On pensait tout savoir ou presque d’Anselm Kiefer, le scandaleux, le monumenta(l), le mystique et le dévoreur de poèmes et de textes mythiques. Mais, dans le cadre de la programmation de ses 40 ans, le LaM de Villeneuve-d’Ascq met en lumière un medium peu connu et néanmoins « auxiliaire sainte » du plasticien allemand. C ‘est brillant, c’est merveilleusement scénographié et c’est plein de souffle.
Né en Allemagne en 1945, Kiefer a la grâce de la naissance mais pas la légèreté de ne pas interroger le silence sur les actes de ses proches plus âgés. C’est en photo qu’il crée le scandale et se fait connaître en enfilant l’uniforme de la Wehrmacht de son père en 1969. Installé en France depuis 1992, il participe aux plus grands événements touchant à la mémoire nationale : Monumenta en 2007 ou la clôture du Centenaire de la Première Guerre mondiale au Panthéon, où il restera exposé à vie. Et, inlassablement, il interroge, en calque gigantesque sur les immenses paysages de son enfance, les mythes et les poètes qui ont permis l’inhumanité du 20e siècle… Dans les grands livres uniques qu’il édite en réponse aux livres brûlés en autodafé en Allemagne 1933, la photo est partout. Sur les murs de son gigantesque atelier à Barjac – nous dit Jean de Loisy – également.

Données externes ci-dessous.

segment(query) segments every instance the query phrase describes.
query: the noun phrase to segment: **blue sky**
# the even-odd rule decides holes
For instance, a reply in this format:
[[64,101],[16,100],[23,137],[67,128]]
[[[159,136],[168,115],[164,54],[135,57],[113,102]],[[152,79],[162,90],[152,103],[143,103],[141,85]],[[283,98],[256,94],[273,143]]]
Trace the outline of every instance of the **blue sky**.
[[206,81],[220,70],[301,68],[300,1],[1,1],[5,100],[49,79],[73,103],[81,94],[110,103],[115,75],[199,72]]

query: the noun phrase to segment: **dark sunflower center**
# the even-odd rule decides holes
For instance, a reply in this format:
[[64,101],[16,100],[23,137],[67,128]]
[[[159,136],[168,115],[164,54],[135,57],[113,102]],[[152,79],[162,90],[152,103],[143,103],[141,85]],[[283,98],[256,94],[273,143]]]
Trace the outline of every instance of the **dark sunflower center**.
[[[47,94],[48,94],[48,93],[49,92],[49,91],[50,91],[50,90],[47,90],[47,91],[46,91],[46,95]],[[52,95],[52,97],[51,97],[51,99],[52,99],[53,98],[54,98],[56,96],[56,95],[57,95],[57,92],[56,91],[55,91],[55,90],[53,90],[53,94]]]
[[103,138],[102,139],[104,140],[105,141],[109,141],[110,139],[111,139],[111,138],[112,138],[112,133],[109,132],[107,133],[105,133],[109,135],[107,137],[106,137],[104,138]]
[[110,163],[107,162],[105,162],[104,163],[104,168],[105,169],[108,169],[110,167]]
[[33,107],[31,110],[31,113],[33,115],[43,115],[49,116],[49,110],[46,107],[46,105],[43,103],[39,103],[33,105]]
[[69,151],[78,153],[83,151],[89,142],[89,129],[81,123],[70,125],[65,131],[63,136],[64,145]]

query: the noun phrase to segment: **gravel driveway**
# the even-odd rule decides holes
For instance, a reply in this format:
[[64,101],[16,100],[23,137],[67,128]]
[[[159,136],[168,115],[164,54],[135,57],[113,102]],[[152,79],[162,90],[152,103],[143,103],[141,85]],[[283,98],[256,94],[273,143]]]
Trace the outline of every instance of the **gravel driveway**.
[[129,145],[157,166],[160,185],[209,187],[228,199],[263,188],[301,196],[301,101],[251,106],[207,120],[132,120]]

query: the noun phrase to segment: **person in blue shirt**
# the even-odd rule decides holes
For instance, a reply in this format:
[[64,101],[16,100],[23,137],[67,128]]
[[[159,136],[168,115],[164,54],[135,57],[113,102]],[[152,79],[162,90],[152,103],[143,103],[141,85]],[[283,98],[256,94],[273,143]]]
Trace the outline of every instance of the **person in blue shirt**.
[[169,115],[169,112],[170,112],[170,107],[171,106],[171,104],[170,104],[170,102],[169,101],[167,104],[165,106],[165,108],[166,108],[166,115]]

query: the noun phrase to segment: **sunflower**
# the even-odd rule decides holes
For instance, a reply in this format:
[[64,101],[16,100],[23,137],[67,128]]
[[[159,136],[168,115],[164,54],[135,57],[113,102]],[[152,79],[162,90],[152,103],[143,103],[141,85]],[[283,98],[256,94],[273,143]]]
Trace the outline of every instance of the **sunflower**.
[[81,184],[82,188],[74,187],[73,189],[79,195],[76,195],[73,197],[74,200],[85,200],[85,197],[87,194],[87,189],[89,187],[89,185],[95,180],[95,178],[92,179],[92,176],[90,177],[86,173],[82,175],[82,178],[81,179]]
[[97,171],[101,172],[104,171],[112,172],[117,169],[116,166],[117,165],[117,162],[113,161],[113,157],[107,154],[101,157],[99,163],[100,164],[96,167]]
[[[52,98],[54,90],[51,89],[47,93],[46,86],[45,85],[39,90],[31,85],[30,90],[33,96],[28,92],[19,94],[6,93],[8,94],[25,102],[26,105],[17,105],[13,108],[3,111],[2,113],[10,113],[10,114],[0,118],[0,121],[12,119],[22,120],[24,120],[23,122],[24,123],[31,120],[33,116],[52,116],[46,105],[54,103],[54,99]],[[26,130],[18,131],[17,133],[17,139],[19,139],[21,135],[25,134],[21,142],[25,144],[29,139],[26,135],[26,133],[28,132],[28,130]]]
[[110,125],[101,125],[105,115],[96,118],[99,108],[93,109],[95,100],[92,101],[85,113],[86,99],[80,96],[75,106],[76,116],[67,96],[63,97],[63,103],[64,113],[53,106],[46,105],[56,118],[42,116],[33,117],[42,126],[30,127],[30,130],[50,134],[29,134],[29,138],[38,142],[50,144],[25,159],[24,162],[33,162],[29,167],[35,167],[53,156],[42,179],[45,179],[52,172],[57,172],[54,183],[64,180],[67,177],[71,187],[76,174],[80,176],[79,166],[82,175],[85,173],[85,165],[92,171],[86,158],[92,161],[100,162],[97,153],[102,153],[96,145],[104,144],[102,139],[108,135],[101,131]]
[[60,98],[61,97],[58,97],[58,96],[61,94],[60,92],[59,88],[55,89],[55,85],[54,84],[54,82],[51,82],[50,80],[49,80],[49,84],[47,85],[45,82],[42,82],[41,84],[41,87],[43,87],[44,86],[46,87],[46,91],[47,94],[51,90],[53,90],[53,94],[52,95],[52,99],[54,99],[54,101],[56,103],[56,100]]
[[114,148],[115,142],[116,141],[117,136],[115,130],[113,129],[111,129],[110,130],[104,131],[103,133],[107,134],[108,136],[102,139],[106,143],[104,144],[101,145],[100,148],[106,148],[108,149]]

Dès la première salle, le format intime de la photo est pulvérisé, avec une immense installation qui réunit les vestiges et négatifs de l’album d’une vie. Le parcours est thématique et un peu chronologique pour commencer et donne l’impression d’entrer dans le laboratoire secret où Kiefer développe non seulement ses clichés, mais également toutes ses matières plastiques. Et, en tirage argentique, les roses de Kiefer piquent plus que jamais là où ça fait mal : dans nos inconscients collectifs. Le cœur de ce réacteur est aussi la salle la plus noire et la plus privée : les Family Pictures d’Anselm Kiefer sont autant de boîtes noires qui font penser à l’enfance, aux origines du cinéma et qui gardent un noir et blanc pétri de désespoir. Après ce moment intime où l’on comprend que l’artiste promène réellement son appareil photo comme un bloc-notes ou un miroir le long du chemin, les trois dernière salles semblent étirer ces ombres familières et familiales du côté de la mystique : la catastrophe est là (en hébreu), l’échelle de Jacob fort heureusement aussi. Et c’est vers la mer que, malgré tout, l’on penche son objectif pour essayer de percer les mystères pas toujours photogéniques de Ein Sof, l’infini.
L’exposition Anselm Kiefer. La Photographie au commencement est une somme qui n’a rien d’un « petit format » et est à voir à absolument avant le 3 mars 2024 au LaM.